As a next step, Clemmensen and some colleagues have co-founded Ousia Pharma, based in Copenhagen, to advance a related drug candidate into clinical trials. This potential therapeutic, called OP-216, has the added benefit of also mimicking GIP in addition to GLP-1, Clemmensen says. “We could be in the clinic in 2025,” he adds.

The success of the current crop of obesity drugs has set a high bar for next-generation therapeutics. But “there’s definitely room for more drugs and targets”, says Ruth Loos, an obesity geneticist at the University of Copenhagen who co-led the 2015 genetics study that linked the NMDA receptor to obesity2. Not everyone sheds weight using the currently available options. And gut-hormone mimics need to be taken continuously to have an effect.

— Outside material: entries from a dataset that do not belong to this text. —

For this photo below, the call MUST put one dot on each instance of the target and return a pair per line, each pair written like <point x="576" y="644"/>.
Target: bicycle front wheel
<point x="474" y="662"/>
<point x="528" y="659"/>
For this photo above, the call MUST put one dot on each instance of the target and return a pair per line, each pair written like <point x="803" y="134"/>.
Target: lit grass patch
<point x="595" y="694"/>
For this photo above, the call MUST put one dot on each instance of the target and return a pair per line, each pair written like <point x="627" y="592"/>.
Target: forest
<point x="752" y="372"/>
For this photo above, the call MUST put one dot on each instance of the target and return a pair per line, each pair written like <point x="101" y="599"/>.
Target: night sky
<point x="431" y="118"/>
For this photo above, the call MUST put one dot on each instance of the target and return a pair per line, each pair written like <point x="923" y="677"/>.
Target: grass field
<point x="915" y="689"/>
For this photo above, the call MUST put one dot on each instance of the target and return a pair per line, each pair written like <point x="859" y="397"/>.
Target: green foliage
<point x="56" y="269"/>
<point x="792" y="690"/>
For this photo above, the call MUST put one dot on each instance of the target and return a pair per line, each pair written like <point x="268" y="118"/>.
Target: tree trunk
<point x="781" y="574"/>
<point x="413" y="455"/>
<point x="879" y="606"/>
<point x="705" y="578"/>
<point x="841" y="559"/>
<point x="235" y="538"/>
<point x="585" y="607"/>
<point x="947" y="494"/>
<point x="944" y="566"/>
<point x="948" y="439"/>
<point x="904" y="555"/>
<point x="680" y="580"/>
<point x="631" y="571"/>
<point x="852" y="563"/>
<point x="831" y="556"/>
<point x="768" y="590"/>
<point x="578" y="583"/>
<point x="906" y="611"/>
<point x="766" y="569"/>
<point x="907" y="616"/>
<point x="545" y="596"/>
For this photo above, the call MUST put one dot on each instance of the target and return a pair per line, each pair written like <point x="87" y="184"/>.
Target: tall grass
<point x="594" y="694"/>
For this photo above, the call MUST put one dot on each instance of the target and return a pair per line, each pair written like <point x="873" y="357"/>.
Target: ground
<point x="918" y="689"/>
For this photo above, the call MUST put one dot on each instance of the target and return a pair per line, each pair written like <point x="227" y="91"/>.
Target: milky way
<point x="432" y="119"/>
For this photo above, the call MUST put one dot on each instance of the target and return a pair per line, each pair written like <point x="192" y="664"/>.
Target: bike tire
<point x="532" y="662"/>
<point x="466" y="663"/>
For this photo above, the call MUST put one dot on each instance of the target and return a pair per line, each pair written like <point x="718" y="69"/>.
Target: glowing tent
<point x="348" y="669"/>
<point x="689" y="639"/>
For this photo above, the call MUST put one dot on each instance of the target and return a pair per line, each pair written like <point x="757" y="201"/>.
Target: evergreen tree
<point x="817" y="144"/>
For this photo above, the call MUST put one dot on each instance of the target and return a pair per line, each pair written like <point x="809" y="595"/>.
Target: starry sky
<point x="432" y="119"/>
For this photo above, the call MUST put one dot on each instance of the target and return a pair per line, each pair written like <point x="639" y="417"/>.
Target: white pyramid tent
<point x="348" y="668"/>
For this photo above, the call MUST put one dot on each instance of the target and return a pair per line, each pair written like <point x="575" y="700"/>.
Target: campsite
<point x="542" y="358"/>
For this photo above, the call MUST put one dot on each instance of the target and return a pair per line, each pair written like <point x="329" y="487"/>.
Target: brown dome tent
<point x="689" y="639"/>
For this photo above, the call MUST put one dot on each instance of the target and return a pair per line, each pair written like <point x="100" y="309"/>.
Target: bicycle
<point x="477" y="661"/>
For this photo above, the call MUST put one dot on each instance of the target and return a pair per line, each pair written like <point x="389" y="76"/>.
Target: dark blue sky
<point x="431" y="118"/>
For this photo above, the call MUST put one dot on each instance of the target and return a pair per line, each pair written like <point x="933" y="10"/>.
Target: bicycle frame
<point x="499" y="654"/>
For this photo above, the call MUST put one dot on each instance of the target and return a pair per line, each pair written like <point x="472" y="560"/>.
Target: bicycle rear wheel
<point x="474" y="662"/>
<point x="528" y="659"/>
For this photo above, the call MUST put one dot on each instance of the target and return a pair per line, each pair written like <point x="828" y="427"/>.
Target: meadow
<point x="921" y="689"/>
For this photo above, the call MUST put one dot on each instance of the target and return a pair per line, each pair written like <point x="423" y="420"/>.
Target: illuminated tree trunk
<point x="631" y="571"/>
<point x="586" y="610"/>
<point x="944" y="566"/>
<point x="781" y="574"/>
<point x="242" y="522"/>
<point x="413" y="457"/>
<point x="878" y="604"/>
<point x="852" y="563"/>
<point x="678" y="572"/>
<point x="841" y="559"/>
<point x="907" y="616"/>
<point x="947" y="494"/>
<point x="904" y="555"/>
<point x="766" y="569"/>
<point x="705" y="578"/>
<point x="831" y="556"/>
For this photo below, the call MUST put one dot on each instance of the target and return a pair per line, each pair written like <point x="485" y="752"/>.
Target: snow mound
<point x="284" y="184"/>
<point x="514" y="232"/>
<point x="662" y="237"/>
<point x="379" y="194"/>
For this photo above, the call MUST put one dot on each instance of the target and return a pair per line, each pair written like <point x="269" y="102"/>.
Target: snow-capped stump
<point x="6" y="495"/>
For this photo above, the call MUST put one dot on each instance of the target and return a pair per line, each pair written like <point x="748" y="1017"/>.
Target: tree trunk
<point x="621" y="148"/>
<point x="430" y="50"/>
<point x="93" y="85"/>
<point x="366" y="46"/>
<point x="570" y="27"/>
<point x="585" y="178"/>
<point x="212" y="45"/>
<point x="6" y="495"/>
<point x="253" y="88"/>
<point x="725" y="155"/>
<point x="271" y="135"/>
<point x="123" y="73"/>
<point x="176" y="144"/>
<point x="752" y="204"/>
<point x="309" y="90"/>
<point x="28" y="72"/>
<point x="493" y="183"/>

Loos, who has also consulted for the pharmaceutical industry, was not involved in the development of the latest peptide–drug conjugate, but hopes it will encourage others to look for innovative ways to treat obesity. Dozens of weight-loss drugs are already in the clinic — many targeting GLP-1 and GIP — and drug developers are on the lookout for up-and-coming agents, especially given that the weight-loss drug market is forecast to be worth up to US$100 billion by 2030.

By 2035, over half of adults worldwide are predicted to be obese. Treating them with obesity drugs could confer wider health advantages, such as cardiovascular and anti-inflammatory benefits. Trials of these drugs are also under way for kidney disease, Parkinson’s and Alzheimer’s disease and addiction-related behaviours such as drinking and smoking.

“Not all these trials are going to be successful,” Drucker says. But enough might pan out to reshape the therapeutic landscape, he adds. “It’s going to be fascinating to watch.”

“When I started working on obesity in 2013, there was no interest in it,” Clemmensen says. Right now, he adds, all the activity is a little bit wild.